Constellation Research's take
Holger Mueller, an analyst at Constellation Research, said:
"Workday is picking up speed, and that is even before the main portfolio of its new AI platform and offerings are making it into the books. All AI related traction in the results comes from the previous generation of packaged agents - so it's remarkable the vendor can leverage that traction already. Now all eyes are on the release of the new Sana based platform for agents and how that traction in agentic AI translates into revenue in Q2 and even more Q3 and Q4. The AI vision starts with the general work to embed ERP related agents and automation is compelling and unique in the current enterprise system landscape and should fuel growth later this year."
My take:
- What was the most striking about Workday's call was how Wall Street sentiment materially improved. Yes, Workday's AI strategy seems to be working but it is still early. The nuance here is that Wall Street analysts seemed to be giving a SaaS company some benefit of the doubt. Perhaps it's Workday specific, but investors typically shot SaaS first and asked questions later. The tone won't turn up in the transcript, but this quarter was different for Workday, which put up growth of 13.5%.

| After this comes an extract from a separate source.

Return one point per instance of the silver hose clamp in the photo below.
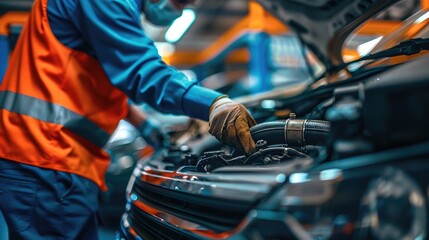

- Is the worst over for SaaS and the idea that Anthropic will vibe code away enterprise software?
- Workday's take on the consumption pricing for AI agents was positive, but we've heard dozens of customers gripe about those models. It's a journey and time will tell.
- Bhusri does have Workday rowing in the same direction and it was notable hearing him riff on expanding beyond HR and finance, starting with an ITSM and travel agent from Sana.